Alumni Spotlight: Omar Yaghi

Omar Yaghi, MPH’17, was inspired to pursue an MPH after witnessing a near fatal accident at a hospital in Bahrain. Now he’s part of the Quality and Patient Safety team at Tufts Medical Center and investigates patient safety issues.
Omar Yaghi
Omar Yaghi

By A. Finn McFarland, MS-HCOM Candidate ‘19

Omar Yaghi knows what it means to be frustrated with a healthcare system. Before moving to Boston, Yaghi grew up in Abu Dhabi and attended medical school at the Royal College of Surgeons in Ireland – Bahrain. While working as an intern, Yaghi remembers watching a young boy fall an entire story down an escalator in the hospital, a near tragedy for which he blames the lack of hospital infrastructure and safety standards. “Bahrain has a universal healthcare system, but people were not getting good quality care,” he commented. “There are a lot of issues with patient safety.”  

Yaghi wanted to bridge the gap between hospital infrastructure and patient health but couldn’t find answers from hospital staff. “It’s not that they don’t have highly qualified and well-trained doctors. It’s that the system needs a better structure.” Deciding to take matters into his own hands, he enrolled in the Master of Public Health (MPH) program at Tufts School of Medicine where he could learn about public health alongside medical students in a hospital setting. What he found most valuable about the program was the flexibility he had to explore different areas of public health and tailor the curriculum to his interests. After taking a health policy course with Dr. Paul Hattis, Yaghi remembers being shocked about the complexity of the healthcare system. He learned that the system is a three-legged stool that balances on quality, access, and cost. In Bahrain, people had access to low-cost healthcare, but the system lacked quality. 

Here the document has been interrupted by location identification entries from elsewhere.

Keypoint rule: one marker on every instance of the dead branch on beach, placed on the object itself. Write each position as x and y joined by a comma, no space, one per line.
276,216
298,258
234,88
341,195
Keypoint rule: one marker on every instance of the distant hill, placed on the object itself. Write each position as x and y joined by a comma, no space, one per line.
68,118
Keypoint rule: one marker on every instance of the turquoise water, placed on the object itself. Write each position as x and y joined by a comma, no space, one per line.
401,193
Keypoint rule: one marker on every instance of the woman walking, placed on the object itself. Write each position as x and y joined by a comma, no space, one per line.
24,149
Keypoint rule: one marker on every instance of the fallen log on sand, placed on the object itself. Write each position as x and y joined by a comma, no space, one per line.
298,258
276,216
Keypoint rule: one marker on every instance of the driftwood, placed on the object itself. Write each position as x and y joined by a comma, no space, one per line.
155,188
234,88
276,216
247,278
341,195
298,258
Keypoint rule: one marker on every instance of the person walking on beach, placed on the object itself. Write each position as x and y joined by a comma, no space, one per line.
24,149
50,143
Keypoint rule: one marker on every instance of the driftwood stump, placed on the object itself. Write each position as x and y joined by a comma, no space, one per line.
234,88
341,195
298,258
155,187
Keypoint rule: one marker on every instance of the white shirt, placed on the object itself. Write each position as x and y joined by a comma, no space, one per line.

Fascinated by this complex balancing act, Yaghi decided to complete his Applied Learning Experience (ALE) at Tufts Medical Center where he worked with a team to develop a tool to observe how medical teams work together. He wanted to know how this related to patient outcomes, quality of care, and patient satisfaction scores. 

Yaghi and the team published their tool in Academic Medicine and their observations in the Journal of Patient Safety. He then joined the Quality and Patient Safety team at Tufts Medical Center full time. As part of his job, Yaghi investigates patient safety issues to determine what went wrong and how physicians and the hospital system can best link current research with practice to improve quality of care. 

Ultimately, Yaghi hopes to return to Bahrain equipped with the knowledge and experience he has gained at Tufts. But thinks there is more to learn before he can do that. “I want to finish my residency training before I go back. I want to be able to show my colleagues in Bahrain how they can incorporate patient safety into their practice.”

His advice to current students is to be an opportunist. “Find a great mentor who cares about your success and you will have amazing opportunities.”